Czy prezydent Warszawy, Rafał Trzaskowski potrzebuje dodatkowej ochrony? Nie zostało to jeszcze ustalone po środowym incydencie, do jakiego doszło z udziałem mieszkańca Poznania.
Jak udało się ustalić śledczym z wydziału kryminalnego, 41-leni mieszkaniec Poznania w rozmowie telefonicznej z pracownikiem biura Prezydenta RP zagroził śmiercią prezydentowi Warszawy Rafałowi Trzaskowskiemu. W rozmowie padły słowa “Jeśli prezydent Duda nie zrobi czegoś z Trzaskowskim, to ja go zabiję”. Sprawa zakończyła się zatrzymaniem mężczyzny w jego mieszkaniu.

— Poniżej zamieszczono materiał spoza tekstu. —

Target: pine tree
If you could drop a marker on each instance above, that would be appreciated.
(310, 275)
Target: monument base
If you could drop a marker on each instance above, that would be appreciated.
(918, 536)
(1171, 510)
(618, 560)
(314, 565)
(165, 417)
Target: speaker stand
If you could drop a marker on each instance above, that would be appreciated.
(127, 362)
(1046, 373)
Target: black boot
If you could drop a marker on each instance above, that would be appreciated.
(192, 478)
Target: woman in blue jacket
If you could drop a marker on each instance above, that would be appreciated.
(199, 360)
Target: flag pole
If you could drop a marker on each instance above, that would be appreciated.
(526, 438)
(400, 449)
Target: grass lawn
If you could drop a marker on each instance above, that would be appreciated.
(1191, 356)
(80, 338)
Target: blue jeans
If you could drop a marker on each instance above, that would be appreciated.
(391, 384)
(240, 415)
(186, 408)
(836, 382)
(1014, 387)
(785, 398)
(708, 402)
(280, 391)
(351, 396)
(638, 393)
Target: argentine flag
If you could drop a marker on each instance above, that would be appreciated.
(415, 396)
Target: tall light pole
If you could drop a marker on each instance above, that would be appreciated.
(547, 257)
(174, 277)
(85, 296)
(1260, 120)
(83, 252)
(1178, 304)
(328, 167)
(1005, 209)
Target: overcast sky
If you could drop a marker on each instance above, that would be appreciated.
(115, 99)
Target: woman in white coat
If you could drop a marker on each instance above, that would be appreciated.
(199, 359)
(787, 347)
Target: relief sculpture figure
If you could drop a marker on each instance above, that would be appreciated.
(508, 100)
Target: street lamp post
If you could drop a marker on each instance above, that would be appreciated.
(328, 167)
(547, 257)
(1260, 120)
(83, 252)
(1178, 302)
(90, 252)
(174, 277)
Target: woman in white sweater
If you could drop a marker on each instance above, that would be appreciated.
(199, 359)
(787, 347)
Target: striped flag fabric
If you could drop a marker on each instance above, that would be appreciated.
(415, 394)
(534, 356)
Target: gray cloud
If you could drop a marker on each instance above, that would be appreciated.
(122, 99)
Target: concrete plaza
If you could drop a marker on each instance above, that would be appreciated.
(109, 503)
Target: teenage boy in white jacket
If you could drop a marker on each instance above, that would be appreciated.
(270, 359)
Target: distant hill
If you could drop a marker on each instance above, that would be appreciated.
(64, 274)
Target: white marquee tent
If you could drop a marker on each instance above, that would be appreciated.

Z ustaleń funkcjonariuszy wynika, iż zatrzymany mieszkaniec Poznania to rencista na bezrobociu, w Poznaniu mieszka sam. W rozmowie z kancelarią Prezydenta RP nie szczędził ostrych słów i krytycznych opinii pod adresem kandydata KO na prezydenta RP. W trakcie trwania dyskusji rzucił nawet groźbą o pozbawienie życia.
Dzisiaj mężczyzna miał usłyszeć postawione mu zarzuty.
Sam prezydent nie zdecydował się na skomentowanie całej tej sytuacji. Skupia wszystkie siły na pozytywnej kontynuacji swojej kampanii.